Stavros pulled us away and I dropped to the floor. This was my only chance. I had no magic to call, no devices, but I wasn't without. I wiped my hand against my tearstained cheek, then swiped it along the painted ground. The paint wasn't ultramarine. It wasn't violet. It wasn't green. It was silver-specked gold. I let my eyes shut and laughed. Of course it was.

The ground and world shook around us with the potion I had ingested.

Stavros grabbed me by the back of my neck. “Stupid girl.”

“Everyone keeps saying that,” I said, not struggling as he bound the paint within me and the painted wall in my mind fell. Don't look, don't look...

Stavros bound my wrists behind me, then looked at a painting where Kaine was prowling in a window behind Priyasha.

“Bring them!” Stavros bellowed.

He looked back at me, fingers curling around my neck. “You used up your only move to, what, dampen me? Your magic can't override Sergei's in the world that HE built. That I built. You think I can't fully regenerate in a matter of minutes?”
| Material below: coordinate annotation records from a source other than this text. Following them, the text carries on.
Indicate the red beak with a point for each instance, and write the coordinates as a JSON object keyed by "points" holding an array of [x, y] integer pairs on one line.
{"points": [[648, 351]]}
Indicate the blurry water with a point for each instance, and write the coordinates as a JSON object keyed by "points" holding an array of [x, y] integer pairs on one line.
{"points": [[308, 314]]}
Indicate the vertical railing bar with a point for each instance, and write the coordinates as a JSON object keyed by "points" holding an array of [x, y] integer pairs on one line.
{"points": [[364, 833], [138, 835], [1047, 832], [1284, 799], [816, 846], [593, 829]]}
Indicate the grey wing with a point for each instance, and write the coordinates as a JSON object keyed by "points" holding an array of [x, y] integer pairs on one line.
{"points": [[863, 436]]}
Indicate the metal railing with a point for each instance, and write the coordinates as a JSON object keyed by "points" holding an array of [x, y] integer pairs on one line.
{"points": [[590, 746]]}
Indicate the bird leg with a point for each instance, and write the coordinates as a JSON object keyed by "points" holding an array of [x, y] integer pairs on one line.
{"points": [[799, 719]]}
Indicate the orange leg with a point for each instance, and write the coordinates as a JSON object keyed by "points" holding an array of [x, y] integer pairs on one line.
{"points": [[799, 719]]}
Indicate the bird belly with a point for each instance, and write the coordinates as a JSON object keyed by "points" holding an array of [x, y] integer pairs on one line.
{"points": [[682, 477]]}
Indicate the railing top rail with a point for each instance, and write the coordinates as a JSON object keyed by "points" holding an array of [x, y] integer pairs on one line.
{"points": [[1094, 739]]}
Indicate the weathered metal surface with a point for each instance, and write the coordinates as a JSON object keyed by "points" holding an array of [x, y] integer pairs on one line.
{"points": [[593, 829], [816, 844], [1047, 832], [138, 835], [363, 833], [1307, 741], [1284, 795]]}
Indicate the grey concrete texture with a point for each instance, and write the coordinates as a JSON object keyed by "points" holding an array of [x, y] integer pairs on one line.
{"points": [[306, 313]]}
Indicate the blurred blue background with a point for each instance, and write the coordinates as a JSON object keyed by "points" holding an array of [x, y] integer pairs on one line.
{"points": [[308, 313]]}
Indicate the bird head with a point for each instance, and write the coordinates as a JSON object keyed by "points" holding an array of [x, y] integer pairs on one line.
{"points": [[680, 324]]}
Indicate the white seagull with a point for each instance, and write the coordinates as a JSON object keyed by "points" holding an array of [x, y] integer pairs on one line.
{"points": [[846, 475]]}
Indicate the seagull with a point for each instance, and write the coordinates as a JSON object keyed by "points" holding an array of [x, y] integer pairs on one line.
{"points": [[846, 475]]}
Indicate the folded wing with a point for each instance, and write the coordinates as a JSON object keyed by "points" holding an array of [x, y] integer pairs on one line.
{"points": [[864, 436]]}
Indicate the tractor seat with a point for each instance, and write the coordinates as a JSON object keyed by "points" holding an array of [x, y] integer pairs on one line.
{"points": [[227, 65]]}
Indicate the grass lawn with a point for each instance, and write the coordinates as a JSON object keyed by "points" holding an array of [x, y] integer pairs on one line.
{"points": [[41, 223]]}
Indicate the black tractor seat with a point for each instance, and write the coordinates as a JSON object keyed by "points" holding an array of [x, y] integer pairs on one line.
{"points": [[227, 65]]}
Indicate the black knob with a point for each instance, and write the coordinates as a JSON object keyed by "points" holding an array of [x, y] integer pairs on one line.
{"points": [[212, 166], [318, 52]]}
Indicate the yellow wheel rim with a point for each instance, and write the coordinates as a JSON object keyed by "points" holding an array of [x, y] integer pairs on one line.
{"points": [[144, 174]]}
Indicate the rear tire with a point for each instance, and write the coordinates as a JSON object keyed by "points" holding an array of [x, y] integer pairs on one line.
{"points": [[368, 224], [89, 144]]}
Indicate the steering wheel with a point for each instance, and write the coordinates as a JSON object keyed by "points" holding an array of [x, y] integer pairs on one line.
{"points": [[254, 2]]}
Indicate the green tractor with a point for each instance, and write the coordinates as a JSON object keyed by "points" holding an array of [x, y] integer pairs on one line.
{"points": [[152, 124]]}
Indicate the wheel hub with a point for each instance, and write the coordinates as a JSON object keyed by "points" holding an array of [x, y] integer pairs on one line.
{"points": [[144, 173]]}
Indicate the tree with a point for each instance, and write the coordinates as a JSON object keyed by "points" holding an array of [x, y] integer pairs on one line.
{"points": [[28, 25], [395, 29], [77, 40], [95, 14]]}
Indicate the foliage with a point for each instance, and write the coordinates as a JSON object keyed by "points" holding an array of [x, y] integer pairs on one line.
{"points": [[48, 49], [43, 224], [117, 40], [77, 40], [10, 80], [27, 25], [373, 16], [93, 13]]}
“I'm sure you can. But now you know I resist.” I bared my teeth.

Fury banked beneath a bland expression. He stepped backward. “You try me. I haven't been so tried in a long time.” Even with dampened senses, he still had full use of the world around him. An upright table formed from the floor. He started strapping me to it. “I will be the king. And you will be my sword.”

“No.”

“You want to rid yourself of your destructiveness, just like Sergei after he learned of Valeris, after he felt that he had somehow poisoned Priyasha, but it is part of you. Creation can’t exist without it. You must destroy something else in order to create. You must tear down worlds in order to build new ones. You must have dark ages, in order to have enlightenment.”

“No,” I swallowed, struggling. “I don’t believe that. Some of the most magnificent pieces have been formed by building on top of something else. By leveraging a structure already in place.”

“In so doing, you suffer all the original's faults.”